Sabine Scene: November 2012

Sabine Scene: November 2012 Chris Pepper admires another healthy slot red.

Had it not been pouring the past three hours I would have pulled another trip for the umpteenth day in a row and probably spent the day catching and releasing redfish for the umpteenth day in a row as well. Canceling the trip afforded the chance to meet our editors deadline without having to peck the keyboard at some late hour.

It is not as though we have suddenly become fixated with redfish on Sabine and turned our collective backs on trout the past month or so. Its just that we are absolutely covered up with redfish, which is not a bad thing, and it all started with Hurricane Rita.

The redfish population exploded over the following two years and while Louisiana anglers were overjoyed due to more liberal size and limits, Texas anglers caught and released thousands of 16 to 19-inch fish waiting for them to grow one more inch. They eventually did, Hurricane Ike provided another boost shortly afterward, and its like we stepped back to the late-70s.

How good was it back then? In 1977 Louisiana felt it was necessary to set the limit at 50 fish with no minimum size. In 1987 a 14-inch minimum size was set and a year later the current creel and size limits were established. I am convinced that the redfish population on Sabine is once again that robust and this time the resource is much better protected.

The question each morning has not been where to catch them, but how you choose to catch them, provided the weather gives you a break. Each new cold front steps up the action as more redfish abandon the marshes in search of deeper water.

The most addicting approach is chasing gulls in the open lake. It is not unusual to see them blowing holes in the surface but, even when theyre not, there is little doubt they are there. There is no wrong lure; finesse is not a consideration. Fish a tail on a heavier head that you can throw a long way or slow-roll a Hoginar or spoon across the bottom, if you can get it to the bottom.

If you elect to fish the bayous or rivers, swimbaits and crankbaits that dive 3-5 feet are hard to beat. Topwaters MirrOlures She Dog or River 2 Seas Rover also work well when the fish are hugging the shoreline.

A two-fish November limit of flounder is not very difficult to box, but I am concerned it minimizes any benefit the limit reduction may have if you try to cull up to larger fish. Rather than seriously injure smaller keeper fish and release them, we box our first two keepers and live with it for a month.

While the redfish are hard to avoid, there is not a Sabine regular that is not a little perplexed over the trout bite right now. Numbers are not the problem as it has been no problem to catch 50 to 75 a day, but very few of them are keepers.

Strangely, this comes on the heels of one of the most notable big trout springs on Sabine in years. It is equally strange that the larger percentage of trout over five pounds that are being caught right now are coming out of the ship channel, the ICW and both rivers.

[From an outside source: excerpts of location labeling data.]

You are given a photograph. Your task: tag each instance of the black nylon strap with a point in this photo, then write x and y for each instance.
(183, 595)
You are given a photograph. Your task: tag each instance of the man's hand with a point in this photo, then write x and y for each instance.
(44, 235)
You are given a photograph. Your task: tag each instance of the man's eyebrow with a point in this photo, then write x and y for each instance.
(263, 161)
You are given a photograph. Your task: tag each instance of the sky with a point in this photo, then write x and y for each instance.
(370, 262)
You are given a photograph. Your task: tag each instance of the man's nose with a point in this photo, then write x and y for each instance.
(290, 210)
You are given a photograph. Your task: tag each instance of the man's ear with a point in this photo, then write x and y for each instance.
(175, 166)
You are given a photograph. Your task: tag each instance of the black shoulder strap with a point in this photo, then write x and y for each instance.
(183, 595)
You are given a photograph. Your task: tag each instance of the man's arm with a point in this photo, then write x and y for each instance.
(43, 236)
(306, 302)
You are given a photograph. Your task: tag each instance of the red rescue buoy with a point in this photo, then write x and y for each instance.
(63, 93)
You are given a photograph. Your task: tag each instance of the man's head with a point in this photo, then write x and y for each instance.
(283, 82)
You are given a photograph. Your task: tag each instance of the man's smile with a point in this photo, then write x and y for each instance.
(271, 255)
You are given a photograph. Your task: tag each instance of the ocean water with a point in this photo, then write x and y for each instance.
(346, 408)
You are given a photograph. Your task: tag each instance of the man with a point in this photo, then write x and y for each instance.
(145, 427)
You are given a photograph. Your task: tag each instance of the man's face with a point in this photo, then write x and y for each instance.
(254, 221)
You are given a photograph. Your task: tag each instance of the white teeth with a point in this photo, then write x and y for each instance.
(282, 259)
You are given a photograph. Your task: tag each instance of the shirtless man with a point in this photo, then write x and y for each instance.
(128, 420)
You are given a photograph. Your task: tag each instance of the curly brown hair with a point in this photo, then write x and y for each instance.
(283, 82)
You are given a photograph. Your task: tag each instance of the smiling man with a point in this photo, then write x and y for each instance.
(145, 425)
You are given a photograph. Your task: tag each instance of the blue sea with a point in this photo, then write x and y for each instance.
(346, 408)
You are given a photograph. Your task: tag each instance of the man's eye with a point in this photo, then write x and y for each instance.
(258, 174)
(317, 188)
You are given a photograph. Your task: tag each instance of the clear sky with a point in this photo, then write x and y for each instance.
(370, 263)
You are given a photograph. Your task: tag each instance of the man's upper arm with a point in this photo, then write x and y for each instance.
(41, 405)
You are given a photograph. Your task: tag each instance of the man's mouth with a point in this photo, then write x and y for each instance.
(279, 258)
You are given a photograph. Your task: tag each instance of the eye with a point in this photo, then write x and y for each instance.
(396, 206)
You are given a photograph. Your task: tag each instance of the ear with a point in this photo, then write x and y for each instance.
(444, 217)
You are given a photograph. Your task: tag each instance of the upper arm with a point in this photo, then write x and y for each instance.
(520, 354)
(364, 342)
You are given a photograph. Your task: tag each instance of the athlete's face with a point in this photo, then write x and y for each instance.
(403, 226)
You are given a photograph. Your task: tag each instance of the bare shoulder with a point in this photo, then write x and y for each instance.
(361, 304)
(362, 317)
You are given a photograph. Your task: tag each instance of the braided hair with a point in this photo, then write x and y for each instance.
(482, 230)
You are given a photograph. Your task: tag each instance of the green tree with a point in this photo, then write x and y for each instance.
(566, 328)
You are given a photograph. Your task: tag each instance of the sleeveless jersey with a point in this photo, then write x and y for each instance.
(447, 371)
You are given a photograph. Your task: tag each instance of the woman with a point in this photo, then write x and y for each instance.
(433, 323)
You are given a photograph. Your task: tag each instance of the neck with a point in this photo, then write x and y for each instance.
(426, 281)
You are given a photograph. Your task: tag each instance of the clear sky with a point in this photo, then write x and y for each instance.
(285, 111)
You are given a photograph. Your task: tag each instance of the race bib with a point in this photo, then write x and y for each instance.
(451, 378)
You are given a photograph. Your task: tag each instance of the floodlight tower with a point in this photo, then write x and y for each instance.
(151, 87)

Deeper water is obviously a key factor, but topwaters are accounting for a significant number of these fish. Scratching the wall, vertical jigging the 15 to 22 foot breaks, with a Maniac Mullet, Corky or Die Dapper is starting to produce better numbers but we need colder weather to concentrate those deeper fish.

Its the 17-20 trout that have been hardest to locate, but I think that will change when the water drops into the high-60s and the shrimp migrate from the marsh to the open lake.

We will continue to hunt that size fish most days with an Assassin Sea Shad or TTF Flats Minnow rigged under a Kwik Cork. When drifting flats, water 1-3 feet deep, we consistently fare better rigging the longer 5-inch Assassin Shad, Trout Killer or Tidal Surge Split Tail on a 4/0 worm hook with no weight under the cork. The slower fall makes it more effective and you will see the strike before the cork disappears.

Late in the day is usually better than early this time of the year and slicks popping on the flats bordering the ICW are money as well. I have discovered the past two years that the Minn Kota Talon is an invaluable tool for better exploiting this program. I quickly learned that I had been continuing to drift through more fish than I was actually catching.

Never take good health or good fishing for granted!